33. Başvuruya konu olan yargılama sürecinin kesinleşerek sona
erdiği dikkate alındığında başvurucunun da tazminat talebinin bulunmaması
nedeniyle ihlalin tespiti dışında sonuçlarının ortadan kaldırılması için
yapılması gereken bir husus bulunmadığı anlaşılmaktadır.

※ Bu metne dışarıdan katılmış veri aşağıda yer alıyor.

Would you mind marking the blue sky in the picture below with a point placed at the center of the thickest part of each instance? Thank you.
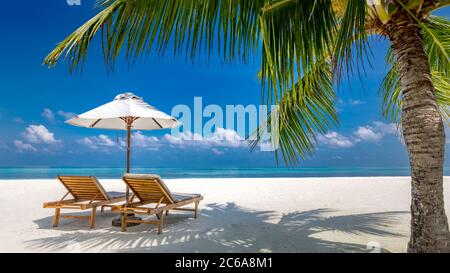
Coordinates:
(36, 101)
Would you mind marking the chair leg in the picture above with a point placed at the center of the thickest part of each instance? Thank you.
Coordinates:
(161, 222)
(196, 210)
(123, 222)
(93, 216)
(56, 217)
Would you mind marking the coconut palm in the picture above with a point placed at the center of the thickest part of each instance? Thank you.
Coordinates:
(306, 47)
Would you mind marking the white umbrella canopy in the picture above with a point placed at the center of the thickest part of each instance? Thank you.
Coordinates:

34. Dosyadaki belgelerden tespit edilen 206,10 TL harçtan oluşan
yargılama giderinin başvurucuya ödenmesine ödenmesine
karar verilmesi gerekir.
V. HÜKÜM
Açıklanan gerekçelerle;
A. 1. Makul sürede yargılanma hakkının ihlal edildiğine ilişkin
iddianın KABUL EDİLEBİLİR OLDUĞUNA,
2. Gerekçeli karar hakkının ihlal edildiğine ilişkin iddianın açıkça dayanaktan yoksun olması nedeniyle
KABUL EDİLEMEZ OLDUĞUNA,
3. Yargılamanın sonucu itibarıyla adil olmadığına ilişkin
iddianın açıkça dayanaktan yoksun olması nedeniyle KABUL EDİLEMEZ OLDUĞUNA,
B. Anayasa’nın 36. maddesinde güvence altına alınan makul sürede
yargılanma hakkının İHLAL EDİLDİĞİNE,
C. 206,10 TL harçtan oluşan yargılama giderinin BAŞVURUCUYA
ÖDENMESİNE,
D. Ödemenin, kararın tebliğini takiben başvurucunun Maliye
Bakanlığına başvuru tarihinden itibaren dört ay içinde yapılmasına, ödemede
gecikme olması hâlinde bu sürenin sona erdiği tarihten ödeme tarihine kadar
geçen süre için yasal FAİZ UYGULANMASINA,
E. Kararın bir örneğinin İstanbul 8. İş Mahkemesine (E.2007/602,
K.2012/63) GÖNDERİLMESİNE,
F. Kararın bir örneğinin Adalet Bakanlığına GÖNDERİLMESİNE
25/5/2017 tarihinde OYBİRLİĞİYLE karar verildi.